C) Kein Bestand haben konnte schließlich auch der Ausspruch über die isolierte Sperrfrist gemäß § 69 a StGB. Auch hier hätte es nämlich gemäß § 267 Abs. 6 S. 1 StPO einer ausdrücklichen Begründung bedurft, die dem angefochtenen Urteil nicht entnommen werden kann.

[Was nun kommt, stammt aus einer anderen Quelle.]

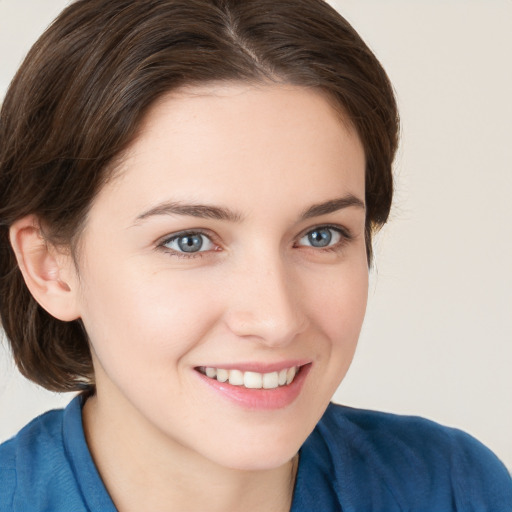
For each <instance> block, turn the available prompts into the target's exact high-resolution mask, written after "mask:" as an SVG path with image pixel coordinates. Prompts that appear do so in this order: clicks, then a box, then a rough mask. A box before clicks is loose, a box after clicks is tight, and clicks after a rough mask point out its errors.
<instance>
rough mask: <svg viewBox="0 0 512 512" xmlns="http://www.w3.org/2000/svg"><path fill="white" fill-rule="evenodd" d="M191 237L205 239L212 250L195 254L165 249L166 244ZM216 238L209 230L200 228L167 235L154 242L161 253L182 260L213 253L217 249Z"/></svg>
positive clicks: (167, 247) (171, 233)
mask: <svg viewBox="0 0 512 512" xmlns="http://www.w3.org/2000/svg"><path fill="white" fill-rule="evenodd" d="M191 235H201V236H204V237H205V238H207V239H208V240H209V241H210V243H211V244H212V245H213V246H214V249H208V250H204V251H201V250H200V251H196V252H189V253H188V252H184V251H177V250H175V249H172V248H170V247H166V245H167V244H170V243H171V242H174V241H175V240H176V239H178V238H181V237H185V236H191ZM216 238H217V237H216V236H215V235H214V234H213V233H212V232H211V231H209V230H205V229H202V228H197V229H194V228H192V229H184V230H182V231H177V232H175V233H171V234H168V235H166V236H164V237H162V238H160V239H159V240H157V242H156V244H155V245H156V247H157V248H158V249H161V250H162V251H164V252H166V253H167V254H171V255H174V256H178V257H182V258H195V257H200V256H204V255H205V253H208V252H212V250H213V251H215V250H216V249H217V248H218V247H219V243H218V242H217V241H216Z"/></svg>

d) Der Senat weist für die erneute Verhandlung vorsorglich darauf hin, dass die Ausführungen des Jugendschöffengerichts zur Bejahung schädlicher Neigungen bei dem Angeklagten keinen Rechtsfehler erkennen lassen. Insbesondere trägt bereits die Vielzahl der im vorliegenden Verfahren festgestellten Straftaten des Angeklagten die Annahme schädlicher Neigungen gemäß § 17 JGG. Gleichwohl wäre es wünschenswert, wenn nähere Feststellungen zu den Vorstrafen des Angeklagten getroffen worden wären, da dann die Entscheidung über das Vorliegen schädlicher Neigungen auf eine noch breitere Grundlage gestellt worden wäre (vgl. zu den Anforderungen insoweit OLG Hamm, NStZ-RR 1999, 377 = StV 1999, 658).